Il ne fait pas encore mon poids, même s’il fait le sien (du lourd). Il se
heurte à un os. Il a besoin de confrontation physique pour garder sa place de
petit garçon. C’est souvent quand il est fatigué, en fin de journée, qu’il a ce
comportement. Parfois il faut qu’il aille jusqu’au bout pour pouvoir pleurer,
crier, laisser sortir ce qui coince. Ensuite je peux lui dire « alors, ta
journée a été dure ? » et il raconte, il se libère. Avant de passer à
autre chose, calmé. Parfois non. Mais il a alors besoin de dormir.
Il est facile à comprendre dans ses comportements. Depuis sa naissance.
C’était impressionnant par rapport à son frère, complexe et tourmenté. Avec
Solaire tout était simple. Pas parce qu’il était le second et que j’avais déjà
mes galons de « maman ». Non. Parce qu’il montrait ce qu’il voulait, qu’il
montrait ce qu’il ne voulait plus, tranquillement, simplement, avec évidence.
Et qu’il avait (a toujours) des moments de calme et de contemplation (alors que
son frère est toujours à fond, avec mille idées à la minute, et parle et bouge
sans arrêt).

D’ailleurs, Solaire a eu du mal à faire sa place verbale dans la maison.
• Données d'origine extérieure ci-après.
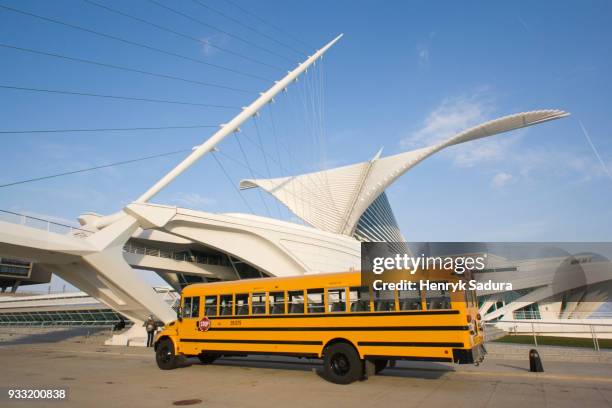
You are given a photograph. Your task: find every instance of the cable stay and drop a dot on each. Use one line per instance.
(205, 24)
(181, 34)
(246, 161)
(123, 68)
(127, 98)
(133, 43)
(249, 27)
(131, 129)
(280, 30)
(67, 173)
(229, 179)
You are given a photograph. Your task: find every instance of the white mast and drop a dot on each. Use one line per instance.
(234, 124)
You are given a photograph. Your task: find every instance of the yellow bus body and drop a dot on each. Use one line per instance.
(444, 335)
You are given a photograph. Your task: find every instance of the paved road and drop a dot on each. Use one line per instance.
(102, 376)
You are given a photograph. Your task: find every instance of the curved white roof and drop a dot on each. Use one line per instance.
(333, 200)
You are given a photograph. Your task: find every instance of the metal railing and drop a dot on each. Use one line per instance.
(177, 256)
(533, 329)
(536, 315)
(42, 224)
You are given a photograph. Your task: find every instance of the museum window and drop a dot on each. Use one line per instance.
(242, 304)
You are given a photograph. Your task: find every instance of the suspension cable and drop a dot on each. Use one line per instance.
(123, 68)
(180, 34)
(127, 98)
(130, 42)
(235, 20)
(205, 24)
(104, 129)
(94, 168)
(267, 23)
(244, 200)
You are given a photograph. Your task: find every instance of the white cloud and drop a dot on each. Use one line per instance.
(450, 117)
(501, 179)
(193, 200)
(423, 53)
(208, 43)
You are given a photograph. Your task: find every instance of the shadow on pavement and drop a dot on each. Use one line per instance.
(53, 336)
(403, 369)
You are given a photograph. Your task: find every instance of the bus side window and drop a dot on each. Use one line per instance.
(195, 306)
(437, 299)
(242, 304)
(410, 299)
(258, 303)
(226, 305)
(186, 307)
(210, 304)
(336, 300)
(384, 300)
(296, 301)
(277, 302)
(315, 300)
(360, 299)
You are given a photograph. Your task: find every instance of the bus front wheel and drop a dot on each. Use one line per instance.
(341, 364)
(165, 356)
(380, 365)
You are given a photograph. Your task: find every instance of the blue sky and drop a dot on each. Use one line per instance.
(404, 75)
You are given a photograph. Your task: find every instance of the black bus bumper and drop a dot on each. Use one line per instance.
(469, 356)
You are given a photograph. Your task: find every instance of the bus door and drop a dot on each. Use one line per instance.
(190, 313)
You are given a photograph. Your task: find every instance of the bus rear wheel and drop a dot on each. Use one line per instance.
(165, 356)
(341, 364)
(207, 358)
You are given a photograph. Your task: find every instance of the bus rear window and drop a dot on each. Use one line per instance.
(277, 302)
(336, 300)
(242, 304)
(315, 301)
(258, 303)
(410, 299)
(296, 302)
(360, 299)
(191, 307)
(226, 305)
(384, 300)
(437, 299)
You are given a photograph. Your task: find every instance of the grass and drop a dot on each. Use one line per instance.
(556, 341)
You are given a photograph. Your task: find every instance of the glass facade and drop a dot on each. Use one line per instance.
(80, 317)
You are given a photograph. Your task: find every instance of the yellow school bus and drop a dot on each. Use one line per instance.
(355, 330)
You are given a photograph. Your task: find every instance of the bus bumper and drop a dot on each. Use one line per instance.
(469, 356)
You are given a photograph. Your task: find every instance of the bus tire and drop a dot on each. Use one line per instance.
(207, 358)
(164, 355)
(341, 364)
(380, 365)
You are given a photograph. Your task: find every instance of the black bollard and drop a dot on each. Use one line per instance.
(535, 363)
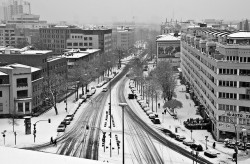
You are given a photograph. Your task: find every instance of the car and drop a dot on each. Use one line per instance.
(149, 112)
(104, 89)
(61, 128)
(180, 138)
(188, 142)
(89, 94)
(67, 120)
(210, 153)
(156, 121)
(70, 117)
(152, 116)
(93, 90)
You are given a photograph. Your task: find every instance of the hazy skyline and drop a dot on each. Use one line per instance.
(156, 11)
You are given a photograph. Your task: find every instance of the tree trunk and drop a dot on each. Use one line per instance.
(55, 107)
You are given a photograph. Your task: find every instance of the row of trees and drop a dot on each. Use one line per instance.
(160, 82)
(83, 72)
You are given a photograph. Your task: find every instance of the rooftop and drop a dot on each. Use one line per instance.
(167, 38)
(17, 65)
(240, 35)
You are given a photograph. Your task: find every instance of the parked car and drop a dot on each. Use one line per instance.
(194, 146)
(104, 89)
(61, 128)
(152, 116)
(70, 117)
(156, 121)
(149, 112)
(188, 142)
(93, 90)
(89, 94)
(210, 153)
(180, 138)
(67, 120)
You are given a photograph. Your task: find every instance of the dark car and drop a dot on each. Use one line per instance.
(210, 154)
(156, 121)
(61, 128)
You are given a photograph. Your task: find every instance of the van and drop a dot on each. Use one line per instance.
(149, 112)
(152, 116)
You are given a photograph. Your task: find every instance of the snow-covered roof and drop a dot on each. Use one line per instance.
(240, 35)
(32, 52)
(167, 38)
(38, 157)
(2, 73)
(11, 66)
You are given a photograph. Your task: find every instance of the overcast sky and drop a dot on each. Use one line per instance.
(142, 10)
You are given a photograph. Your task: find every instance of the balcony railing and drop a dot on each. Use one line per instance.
(22, 84)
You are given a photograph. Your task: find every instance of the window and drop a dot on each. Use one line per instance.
(1, 107)
(20, 107)
(27, 106)
(22, 82)
(22, 94)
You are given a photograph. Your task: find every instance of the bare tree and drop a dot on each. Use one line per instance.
(165, 77)
(54, 84)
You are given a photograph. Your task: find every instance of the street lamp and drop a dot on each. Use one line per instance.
(34, 132)
(236, 136)
(110, 117)
(206, 141)
(86, 87)
(123, 105)
(4, 136)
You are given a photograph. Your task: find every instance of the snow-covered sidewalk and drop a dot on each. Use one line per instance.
(44, 130)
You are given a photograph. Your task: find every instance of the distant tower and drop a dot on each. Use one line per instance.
(241, 26)
(246, 25)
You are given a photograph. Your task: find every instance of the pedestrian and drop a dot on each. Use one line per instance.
(55, 143)
(214, 145)
(51, 140)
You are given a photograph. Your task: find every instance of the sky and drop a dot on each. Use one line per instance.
(156, 11)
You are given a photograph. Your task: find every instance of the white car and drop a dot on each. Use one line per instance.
(104, 89)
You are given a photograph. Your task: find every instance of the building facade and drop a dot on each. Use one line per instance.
(124, 38)
(82, 42)
(215, 65)
(168, 49)
(20, 85)
(57, 38)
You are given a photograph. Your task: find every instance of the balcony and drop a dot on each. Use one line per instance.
(22, 85)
Il
a fallu de ma part une prise de conscience de cet état de fait : Lumineux
parle comme un livre, explique tout, se parle dans sa tête, a un esprit en
étoile et fait des liens qui semblent lointains pour l’observateur qui n’a pas
le contexte de ses intérêts multiples ; il coupe la parole parce qu’il a
peur que ses idées s’échappent, il prend toute la place verbale possible. En
bref il peut être saoûlant, parce que ça ne s’arrête jamais. Mais cette
logorrhée est au service de leurs jeux, de leurs délires de frères, de leurs
batailles et de leurs complicités. C’est ainsi que Solaire a développé sa
tactique favorite : si tu n’es pas d’accord avec moi je te mets un pain,
et ensuite on voit…
Donc j’ai commencé par écouter davantage mon cadet, lui donner de la place
dans les discussions, montrer à tous que même si on le comprenait à demi mot il
fallait lui donner le temps de dire ses mots.
Maintenant il a appris à dire « mais laisses moi finir ! ne me
coupes pas la parole ! » à son frère.
Et aujourd’hui, alors qu’il était seul enfant à table au restau, mon père
faisait la réflexion qu’il parlait mieux, qu’il s’exprimait davantage.
Alors voilà : cette semaine nous allons vivre une configuration
inédite, avec un ainé qui fait sa vie sans ses parents et son frère, et un
cadet seul avec ses parents.
Et c’est ainsi que mes garçons grandissent.